Renzi ha definito “un avvertimento” le parole di Grasso, che aveva anche rafforzato il suo pensiero sottolineando la mancanza di numeri per approvare una riforma che, di fatto, spingerebbe i senatori a rassegnare in massa le dimissioni. La critica di Renzi alle parole del presidente del senato è feroce: “Se Pera o Schifani avessero fatto così, oggi avremmo i girotondi della sinistra contro il ruolo non più imparziale del presidente del Senato. Io dico al presidente Grasso: non si preoccupi se non ci sono i voti.
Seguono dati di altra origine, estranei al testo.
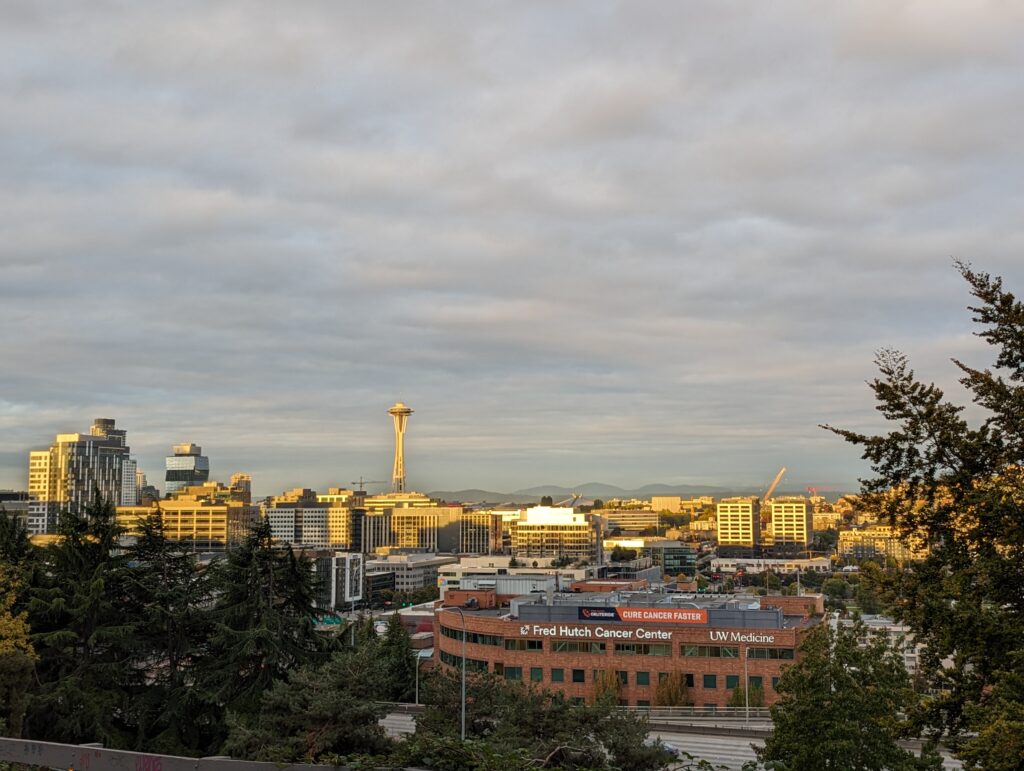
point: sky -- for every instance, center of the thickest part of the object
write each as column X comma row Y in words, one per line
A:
column 621, row 242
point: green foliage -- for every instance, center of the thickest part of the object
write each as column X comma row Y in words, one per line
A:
column 960, row 489
column 321, row 713
column 395, row 652
column 848, row 697
column 512, row 727
column 83, row 634
column 169, row 597
column 262, row 622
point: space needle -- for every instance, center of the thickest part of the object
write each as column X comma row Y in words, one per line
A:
column 400, row 415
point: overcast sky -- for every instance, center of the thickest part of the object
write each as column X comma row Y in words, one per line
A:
column 627, row 243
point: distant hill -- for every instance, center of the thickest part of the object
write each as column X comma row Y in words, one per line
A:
column 590, row 490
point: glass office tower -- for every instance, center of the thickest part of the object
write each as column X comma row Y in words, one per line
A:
column 185, row 468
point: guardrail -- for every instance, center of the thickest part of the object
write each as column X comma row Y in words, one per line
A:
column 95, row 758
column 700, row 713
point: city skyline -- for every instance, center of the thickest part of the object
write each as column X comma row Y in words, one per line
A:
column 628, row 244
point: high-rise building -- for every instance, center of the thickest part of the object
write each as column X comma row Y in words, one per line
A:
column 400, row 415
column 77, row 466
column 738, row 525
column 186, row 468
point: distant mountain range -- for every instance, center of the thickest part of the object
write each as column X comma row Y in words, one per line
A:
column 590, row 490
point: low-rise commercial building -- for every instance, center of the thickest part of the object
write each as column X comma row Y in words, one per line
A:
column 411, row 570
column 570, row 642
column 880, row 542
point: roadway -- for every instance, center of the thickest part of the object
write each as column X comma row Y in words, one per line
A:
column 726, row 750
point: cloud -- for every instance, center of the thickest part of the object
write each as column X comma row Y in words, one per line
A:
column 633, row 242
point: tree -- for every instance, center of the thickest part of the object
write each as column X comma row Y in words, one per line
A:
column 673, row 691
column 16, row 654
column 956, row 488
column 839, row 708
column 320, row 714
column 395, row 655
column 511, row 727
column 262, row 622
column 169, row 597
column 83, row 634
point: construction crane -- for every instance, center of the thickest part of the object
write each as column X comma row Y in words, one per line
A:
column 774, row 484
column 364, row 482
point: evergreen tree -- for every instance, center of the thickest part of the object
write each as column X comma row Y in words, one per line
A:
column 170, row 597
column 16, row 654
column 321, row 714
column 83, row 634
column 839, row 707
column 395, row 652
column 263, row 625
column 955, row 488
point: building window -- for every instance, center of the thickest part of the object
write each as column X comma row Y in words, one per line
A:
column 784, row 654
column 710, row 651
column 643, row 649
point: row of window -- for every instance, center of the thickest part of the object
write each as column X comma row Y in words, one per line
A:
column 625, row 649
column 641, row 679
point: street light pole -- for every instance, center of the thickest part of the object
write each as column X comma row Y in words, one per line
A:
column 462, row 616
column 747, row 692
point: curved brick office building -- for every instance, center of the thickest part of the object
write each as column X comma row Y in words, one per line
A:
column 566, row 641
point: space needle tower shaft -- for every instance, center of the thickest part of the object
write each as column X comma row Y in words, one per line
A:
column 399, row 413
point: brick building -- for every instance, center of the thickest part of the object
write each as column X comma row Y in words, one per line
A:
column 567, row 642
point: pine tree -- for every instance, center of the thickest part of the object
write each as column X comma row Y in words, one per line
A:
column 956, row 489
column 839, row 708
column 16, row 654
column 82, row 634
column 263, row 624
column 395, row 652
column 318, row 714
column 170, row 598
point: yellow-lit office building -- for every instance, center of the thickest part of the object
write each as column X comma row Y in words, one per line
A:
column 208, row 518
column 557, row 532
column 738, row 522
column 792, row 523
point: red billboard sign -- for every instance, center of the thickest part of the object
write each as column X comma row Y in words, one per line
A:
column 664, row 615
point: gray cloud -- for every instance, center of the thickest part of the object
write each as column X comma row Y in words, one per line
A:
column 628, row 242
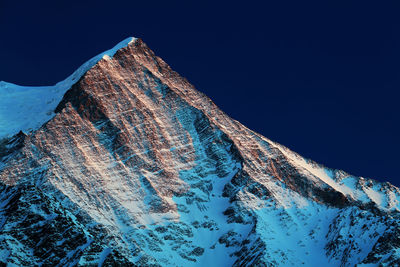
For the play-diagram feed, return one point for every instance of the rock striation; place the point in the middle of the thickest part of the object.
(138, 168)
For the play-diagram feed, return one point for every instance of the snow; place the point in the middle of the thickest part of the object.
(27, 108)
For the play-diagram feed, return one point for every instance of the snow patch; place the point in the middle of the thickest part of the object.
(27, 108)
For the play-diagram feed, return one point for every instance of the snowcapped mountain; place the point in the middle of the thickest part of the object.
(125, 163)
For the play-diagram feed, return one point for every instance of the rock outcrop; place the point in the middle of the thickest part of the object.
(137, 167)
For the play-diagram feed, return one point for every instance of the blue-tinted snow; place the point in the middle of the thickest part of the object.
(27, 108)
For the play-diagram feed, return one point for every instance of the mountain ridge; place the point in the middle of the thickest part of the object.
(135, 157)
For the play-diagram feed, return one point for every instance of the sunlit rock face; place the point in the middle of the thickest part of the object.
(137, 167)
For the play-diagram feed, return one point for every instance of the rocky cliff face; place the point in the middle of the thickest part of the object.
(137, 167)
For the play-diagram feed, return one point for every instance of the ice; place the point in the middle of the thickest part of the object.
(27, 108)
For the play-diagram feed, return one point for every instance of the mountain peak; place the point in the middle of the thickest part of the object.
(137, 167)
(26, 108)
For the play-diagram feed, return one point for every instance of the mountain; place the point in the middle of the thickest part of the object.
(125, 163)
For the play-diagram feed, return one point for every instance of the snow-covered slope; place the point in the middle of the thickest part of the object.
(137, 167)
(26, 108)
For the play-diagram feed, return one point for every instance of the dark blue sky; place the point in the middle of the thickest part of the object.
(321, 77)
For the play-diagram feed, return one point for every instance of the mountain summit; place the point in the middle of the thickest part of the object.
(131, 165)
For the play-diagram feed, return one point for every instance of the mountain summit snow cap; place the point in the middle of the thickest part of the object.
(27, 108)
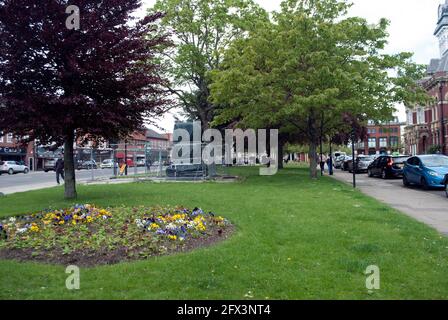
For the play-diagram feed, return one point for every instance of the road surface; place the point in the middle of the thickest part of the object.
(429, 207)
(38, 180)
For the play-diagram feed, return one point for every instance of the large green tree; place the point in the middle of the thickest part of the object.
(309, 69)
(201, 30)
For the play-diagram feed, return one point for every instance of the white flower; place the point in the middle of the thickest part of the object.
(171, 226)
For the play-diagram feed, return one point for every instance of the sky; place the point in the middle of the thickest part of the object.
(412, 25)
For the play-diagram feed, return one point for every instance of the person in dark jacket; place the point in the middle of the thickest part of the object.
(59, 168)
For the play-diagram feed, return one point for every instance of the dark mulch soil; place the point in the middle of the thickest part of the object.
(106, 257)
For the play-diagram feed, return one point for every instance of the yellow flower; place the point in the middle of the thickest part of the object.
(154, 226)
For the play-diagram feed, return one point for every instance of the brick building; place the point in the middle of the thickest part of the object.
(382, 138)
(11, 149)
(426, 128)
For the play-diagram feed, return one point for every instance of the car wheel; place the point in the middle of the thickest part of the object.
(406, 182)
(424, 184)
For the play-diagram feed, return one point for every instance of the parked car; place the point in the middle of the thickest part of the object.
(12, 167)
(86, 164)
(344, 165)
(186, 170)
(338, 161)
(387, 167)
(427, 171)
(446, 185)
(49, 164)
(361, 164)
(108, 164)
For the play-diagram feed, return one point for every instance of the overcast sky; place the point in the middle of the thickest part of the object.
(412, 26)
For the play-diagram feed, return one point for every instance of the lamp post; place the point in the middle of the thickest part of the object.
(126, 156)
(442, 117)
(353, 159)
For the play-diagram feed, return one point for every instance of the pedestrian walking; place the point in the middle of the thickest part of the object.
(323, 160)
(59, 168)
(330, 164)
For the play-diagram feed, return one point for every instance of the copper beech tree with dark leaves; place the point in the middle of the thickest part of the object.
(58, 85)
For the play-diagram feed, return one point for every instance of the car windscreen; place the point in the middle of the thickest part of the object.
(435, 161)
(400, 159)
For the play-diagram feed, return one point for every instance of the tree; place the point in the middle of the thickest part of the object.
(59, 84)
(310, 68)
(202, 29)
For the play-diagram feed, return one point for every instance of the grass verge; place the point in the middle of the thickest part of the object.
(294, 239)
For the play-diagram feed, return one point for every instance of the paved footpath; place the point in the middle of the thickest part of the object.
(429, 207)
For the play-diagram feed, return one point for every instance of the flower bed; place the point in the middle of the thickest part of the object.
(87, 235)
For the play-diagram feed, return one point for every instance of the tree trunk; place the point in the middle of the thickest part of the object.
(313, 159)
(280, 155)
(69, 167)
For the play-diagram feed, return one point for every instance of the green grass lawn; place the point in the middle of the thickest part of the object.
(295, 239)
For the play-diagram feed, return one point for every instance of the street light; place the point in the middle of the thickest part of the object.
(353, 159)
(442, 116)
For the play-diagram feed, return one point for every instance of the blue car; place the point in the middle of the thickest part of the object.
(427, 171)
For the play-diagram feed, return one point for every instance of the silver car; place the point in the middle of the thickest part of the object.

Lo vedremo in Parlamento.” Il problema dell’imparzialità dei ruoli istituzionali sembra non avere fine da quando, da Gianfranco Fini in poi, passando per il Senato di Grasso e la stessa Camera di Laura Boldrini, i presidenti delle due camere hanno iniziato negli anni recenti ad esprimere opinioni e a schierarsi pubblicamente.
Molte le reazioni nel mondo politico,. Matteo Salvini della Lega dichiara di aver approvato un’abolizione del Senato già otto anni fa. Lucio Malan, senatore di Forza Italia, ha sostenuto ieri sera ad Agorà di non essere pienamente convinto sulla creazione di un Senato non elettivo. A prendere le difese di Renzi, soprattutto nella polemica con il presidente del Senato, è Federico Gelli del PD: “Non si è mai vista una posizione così particolare come quella di Grasso. Il presidente del Senato non dovrebbe avere il ruolo di presentare una riforma di un ramo del Parlamento che egli rappresenta. Anomala la sua uscita”.